Cannes Film Review: ‘The Wailing’—Brutishly Intense And Yet Deeply Emotional


The Wailing
The Wailing

If you’ve ever considered supernatural stories a little lame and passé in contemporary cinema direction, then perhaps you are yet to see South Korean director-Na Hong-jin’s ‘The Wailing’—an incredibly brilliant mystery thriller which succeeds in lacing horror with comedy and strikes deep emotional cords on the back of a seemingly over exploited theme.

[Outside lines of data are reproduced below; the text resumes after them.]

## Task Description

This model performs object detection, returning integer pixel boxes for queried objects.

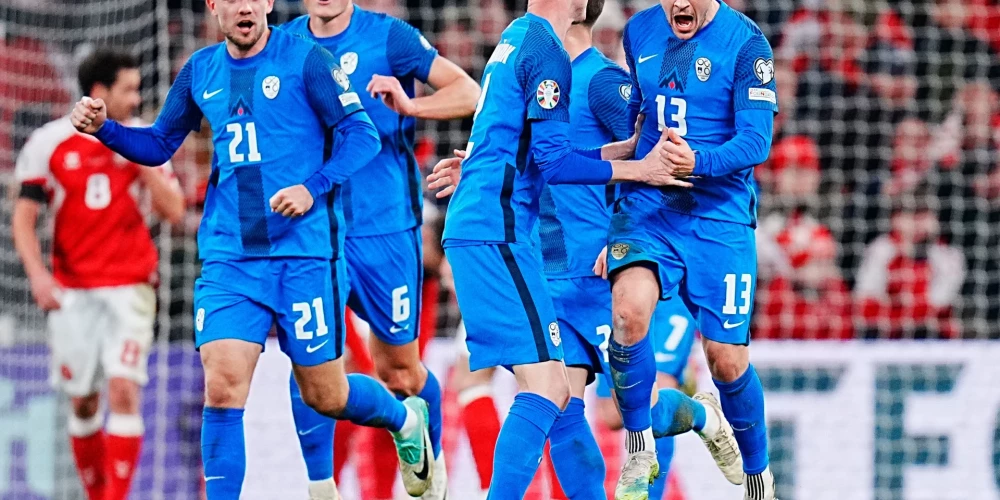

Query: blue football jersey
[282,8,438,236]
[537,47,631,278]
[622,1,777,227]
[151,29,366,260]
[442,13,573,245]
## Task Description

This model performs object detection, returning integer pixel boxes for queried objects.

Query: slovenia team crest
[536,80,560,109]
[610,243,629,260]
[548,322,562,346]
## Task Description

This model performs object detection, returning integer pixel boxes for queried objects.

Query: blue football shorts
[445,242,563,371]
[193,257,348,366]
[344,227,423,346]
[547,275,612,385]
[606,196,756,345]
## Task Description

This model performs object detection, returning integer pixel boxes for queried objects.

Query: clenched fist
[269,185,314,217]
[70,97,107,134]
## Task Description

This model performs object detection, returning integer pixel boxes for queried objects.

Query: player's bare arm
[600,115,645,161]
[11,198,61,310]
[368,56,480,119]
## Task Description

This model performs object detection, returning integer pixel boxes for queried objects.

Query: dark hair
[78,48,139,97]
[580,0,606,27]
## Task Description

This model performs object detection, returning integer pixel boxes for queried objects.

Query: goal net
[0,0,998,499]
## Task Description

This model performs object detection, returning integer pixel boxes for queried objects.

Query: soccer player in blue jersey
[540,3,708,498]
[69,0,435,498]
[429,0,690,497]
[605,0,779,498]
[281,2,479,498]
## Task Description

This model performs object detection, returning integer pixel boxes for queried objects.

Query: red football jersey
[15,118,174,289]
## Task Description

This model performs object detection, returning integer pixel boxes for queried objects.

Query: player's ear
[204,0,214,14]
[265,0,274,14]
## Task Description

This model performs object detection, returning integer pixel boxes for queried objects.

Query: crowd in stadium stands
[1,0,998,340]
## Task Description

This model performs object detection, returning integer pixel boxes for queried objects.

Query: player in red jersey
[11,48,184,500]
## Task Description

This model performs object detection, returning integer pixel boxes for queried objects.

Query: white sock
[698,401,721,438]
[308,478,338,500]
[625,427,655,454]
[398,406,419,438]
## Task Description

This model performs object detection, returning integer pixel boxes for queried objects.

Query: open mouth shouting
[236,19,255,37]
[672,12,696,36]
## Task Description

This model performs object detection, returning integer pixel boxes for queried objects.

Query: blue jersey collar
[305,5,363,44]
[572,46,599,66]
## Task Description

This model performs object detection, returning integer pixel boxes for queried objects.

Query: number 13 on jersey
[655,95,687,136]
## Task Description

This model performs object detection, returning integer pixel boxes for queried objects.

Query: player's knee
[538,373,571,411]
[612,300,653,345]
[203,371,249,408]
[377,363,425,397]
[71,394,101,420]
[301,383,349,418]
[704,342,749,383]
[106,378,141,414]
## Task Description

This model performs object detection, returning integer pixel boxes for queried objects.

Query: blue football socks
[548,397,605,499]
[202,407,246,499]
[289,374,335,481]
[715,364,769,474]
[486,393,560,500]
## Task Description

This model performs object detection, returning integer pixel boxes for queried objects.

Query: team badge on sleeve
[196,308,205,332]
[754,58,774,85]
[262,76,280,99]
[333,68,351,91]
[696,57,712,82]
[619,84,632,101]
[536,80,561,109]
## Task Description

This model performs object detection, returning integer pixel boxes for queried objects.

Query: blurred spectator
[756,223,854,340]
[854,193,966,339]
[756,135,825,283]
[966,0,1000,53]
[905,0,1000,121]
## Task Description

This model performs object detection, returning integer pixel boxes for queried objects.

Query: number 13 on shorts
[722,273,753,315]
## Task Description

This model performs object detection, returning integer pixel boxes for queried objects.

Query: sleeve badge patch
[748,88,777,104]
[332,67,351,91]
[619,84,632,101]
[536,80,561,110]
[754,58,774,85]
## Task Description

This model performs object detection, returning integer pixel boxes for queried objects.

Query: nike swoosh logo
[413,433,431,481]
[617,380,642,390]
[298,424,325,436]
[204,476,225,481]
[305,339,329,354]
[389,325,408,333]
[638,54,658,64]
[723,319,746,329]
[202,88,223,99]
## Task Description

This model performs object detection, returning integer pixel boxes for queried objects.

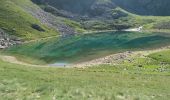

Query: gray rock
[0,29,21,49]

Beyond the fact that the film ends on a vague note and lacks any sort of logical consistency, Na Hong-jin’s brilliance in storytelling takes charge of what would fairly be a predictable narrative, and cleverly box it in an unending suspense, twist and nerve-racking gore which doesn’t just keep the audience boldly shaking, but intensely glued.
Per modern expectations, a dive into the world of demons mostly would come off as an attack but Na Hong-jin steers far away from an assault, and rather explores the spiritual world, clashing the strength of opposing and not so well defined mystical units with a small village and a household serving as the unfortunate battle ground.

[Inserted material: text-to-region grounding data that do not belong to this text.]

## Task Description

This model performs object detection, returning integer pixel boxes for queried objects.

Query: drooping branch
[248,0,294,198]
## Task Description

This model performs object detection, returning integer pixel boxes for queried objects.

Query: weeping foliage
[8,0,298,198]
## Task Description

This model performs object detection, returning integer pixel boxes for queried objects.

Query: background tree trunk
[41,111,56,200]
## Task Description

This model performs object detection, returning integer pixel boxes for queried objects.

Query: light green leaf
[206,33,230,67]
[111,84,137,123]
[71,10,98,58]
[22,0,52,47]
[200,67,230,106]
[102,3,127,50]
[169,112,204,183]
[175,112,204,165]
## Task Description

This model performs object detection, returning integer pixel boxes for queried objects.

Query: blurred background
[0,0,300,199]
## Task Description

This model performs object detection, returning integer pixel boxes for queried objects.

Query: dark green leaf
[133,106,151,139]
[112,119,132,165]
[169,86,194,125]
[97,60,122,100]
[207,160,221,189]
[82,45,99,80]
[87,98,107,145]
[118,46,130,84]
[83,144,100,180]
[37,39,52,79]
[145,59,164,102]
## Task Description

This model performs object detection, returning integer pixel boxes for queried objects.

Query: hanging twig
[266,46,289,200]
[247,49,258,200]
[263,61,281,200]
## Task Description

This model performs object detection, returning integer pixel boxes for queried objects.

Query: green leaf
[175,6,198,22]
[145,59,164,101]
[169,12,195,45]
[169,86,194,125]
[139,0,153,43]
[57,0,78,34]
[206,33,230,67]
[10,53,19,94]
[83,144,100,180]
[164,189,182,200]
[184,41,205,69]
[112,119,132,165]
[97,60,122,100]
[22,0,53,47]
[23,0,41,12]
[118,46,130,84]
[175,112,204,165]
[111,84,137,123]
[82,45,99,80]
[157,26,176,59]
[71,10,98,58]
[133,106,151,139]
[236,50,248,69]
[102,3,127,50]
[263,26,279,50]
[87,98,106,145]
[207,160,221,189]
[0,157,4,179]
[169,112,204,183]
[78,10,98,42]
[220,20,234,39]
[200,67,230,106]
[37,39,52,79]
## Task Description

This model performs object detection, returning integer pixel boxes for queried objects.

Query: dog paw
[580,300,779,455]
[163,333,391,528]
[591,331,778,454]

It’s mainly over two and half-hours of blood oozing from the nose and mouths of characters, subtly balanced with effortless comedy from the film’s lead- Sgt. Jeon Jong-gu (played by Kwak Do-won) and sometimes, his beloved and adorable daughter-Hyo-jin ( played by Kim Hwan-hee).
The horror takes off when Sgt. Jeon Jong-gu and his unit were called to a village house, where a man had brutishly stabbed his wife and children to death with blood all over the floor as much as on him—his creepy bloodshot eyes could not be missed, and his body was decorated with strange boils.
The obviously shocking family massacre soon became a rampant occurrence, with series of similar cruel killings turning the village into not just a wailing yard, but a screaming and a dangerous locale—with widespread panic on the back of rumours that a middle-aged Japanese man (played by Jun Kunimura) was the person spiritually behind the killings.
The Wailing
The Wailing

In fact, the suspicion wasn’t just rumour-based, a young woman-Moo-myeong (played by Chun Woo-hee) predicted an imminent doom to befall the village and linked it to him—and a yokel was adamant he also saw him strangely eating raw blooded meat.